Maine Abortion Providers Could Increase Six-Fold if This Lawsuit Succeeds

Maine is one of 41 states that restrict abortion access by allowing only doctors to perform abortions.

A peer-reviewed study found no significant difference in the safety of abortions performed by nurse-midwives and nurse practitioners versus physicians. Shutterstock

In Maine, the most rural state in the nation, pregnant people must sometimes travel the entire day to end a pregnancy.

A federal lawsuit filed Wednesday seeks to increase abortion access in Maine by challenging a state law that permits only doctors to perform abortions, rather than other skilled health professionals such as nurse practitioners. 

Because of the restriction, a pregnant person in the northern town of Fort Kent must travel more than six hours round trip to Bangor for an aspiration abortion before ten weeks, or any form of abortion after ten weeks, according to a complaint filed by the American Civil Liberties Union and Planned Parenthood of Northern New England. Meanwhile, a pregnant person on the island town of Vinalhaven faces a day-long journey to reach an abortion doctor in Augusta.

Anyone who has made it through a Maine winter in a rural area knows that travel can be dangerous or impossible at times–it’s wrong to make a woman risk a journey of hundreds of miles to get an abortion when there are qualified providers nearby,” Zachary Heiden, legal director of the ACLU of Maine, said in a statement.

More than half of Maine women live in counties without a provider of abortion beyond ten weeks of pregnancy, the complaint notes.
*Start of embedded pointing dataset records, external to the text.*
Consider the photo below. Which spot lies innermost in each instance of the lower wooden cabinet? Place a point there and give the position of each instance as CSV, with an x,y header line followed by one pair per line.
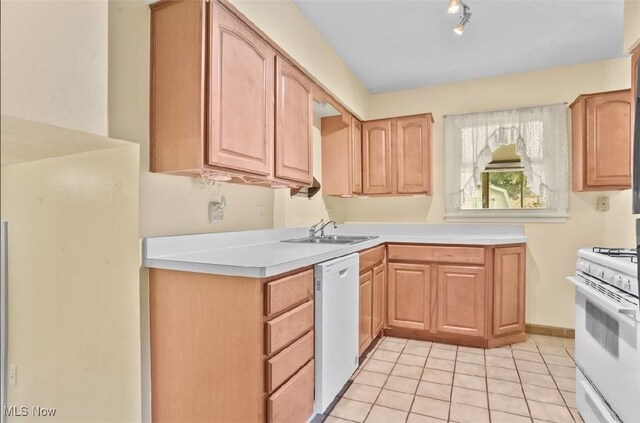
x,y
366,295
461,300
466,295
508,291
409,296
373,276
601,141
377,313
294,401
231,349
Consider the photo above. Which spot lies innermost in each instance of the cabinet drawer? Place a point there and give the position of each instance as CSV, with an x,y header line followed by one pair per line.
x,y
287,328
282,366
440,254
371,257
286,292
293,402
That includes Washington, Somerset, and Franklin counties, the state’s poorest counties.

But state law blocks certified nurse practitioners and certified nurse-midwives, also known as advanced practice registered nurses, or APRNs, from performing abortions—even though Maine considers these health professionals sufficiently skilled to deliver babies and perform certain gynecological procedures.

The plaintiffs suggest that removing the state restriction could increase the number of facilities providing abortion care from three to 18.

“Nurse practitioners and nurse-midwives are highly qualified to provide the full range of reproductive health care, including abortion care,” said George Hill, president and CEO of Maine Family Planning, a plaintiff in the lawsuit. “Thousands of Mainers choose these medical professionals to provide their reproductive health care, and requiring those patients to go elsewhere for a physician to end a pregnancy simply doesn’t make medical sense.”

Maine is one of 41 states that restrict abortion access by allowing only doctors to perform abortions, according to the Guttmacher Institute. APRNs are legally permitted to perform abortions in the neighboring states of New Hampshire and Vermont.

Major medical groups including the American College of Obstetricians and Gynecologists and the American Public Health Association, consider laws barring APRNs from performing early abortions medically unfounded, according to a joint statement from Planned Parenthood and the ACLU. A peer-reviewed study of 11,487 abortion patients published in the American Journal of Public Health in March 2013 found no significant difference in the safety of abortions performed by nurse-midwives and nurse practitioners versus physicians.